The report by Inrix said that all of the top ten most congested roads in the UK were in London. However, outside the capital, the M6 at Birmingham was identified as the worst road for gridlock, followed by the two Scottish routes.
Other hotspots north of the Border that crept onto the list of top ten most congested roads included eight miles of the M8 at Cardonald and a four-mile section of the A720 between Musselburgh services and Wester Hailes in Edinburgh.
AA spokesman Luke Bosdet said: "We know that the number of cars on the roads has been going down since the start of the credit crunch in 2007, so these figures come as a surprise.
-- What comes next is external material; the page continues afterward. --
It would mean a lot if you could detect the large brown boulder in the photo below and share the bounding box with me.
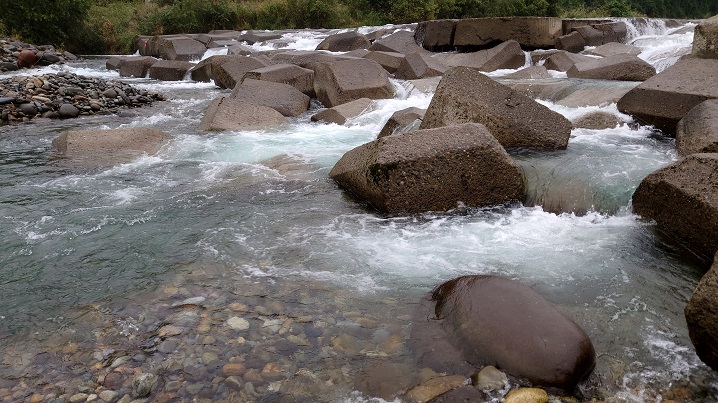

"It is likely they represent a failure by the authorities to deal with pinch points and provide public transport services which make people want to get out of their cars and take buses and trains."
On average, UK drivers spent a total of 30 hours in traffic congestion in 2013 - one hour more than in 2012.
The London commute zone had the biggest increase in hours wasted, rising from 72 hours in 2012 to 82 hours last year.
Of the 25 of the most congested cities in Europe for urban traffic, London was second only to Brussels, where the average motorist spends 83 hours a year stuck in traffic.
After the London commute zone, the most congested areas were Greater Manchester, Merseyside, South Nottinghamshire and Greater Birmingham.
Overall, the UK was the sixth-worst congested country for traffic in 2013, with Belgium top (58 hours wasted in jams), followed by the Netherlands (44 hours), Germany and France (both 35 hours) and Luxembourg (31 hours).
However, Inrix president and chief executive Bryan Mistele said there was a good sign from the figures. He said: "So goes traffic, so goes the economy. While bad news for drivers, the rises in traffic congestion in Europe are signs of a slowly recovering economy."
A Transport Scotland spokesman said: "Since 2007, we have invested over £2.6 billion to maintain and improve our trunk roads and motorways in Scotland with a further £700 million committed for trunk road investment this year alone. Over £108m of this has been invested specfically to maintain and improve the M8 with a further £6.6m earmarked for this purpose this financial year.
"More widely, we have only in recent days, concluded a £500m deal which will see the remaining 10km of the key route between Glasgow and Edinburgh upgaded to full motorway standard.
"When finished, this will reduce journey times along the M8 by around 20 minutes in peak periods, improve road safety, free up more road space, and the road infrastructure developed to support sustainable transport initiatives."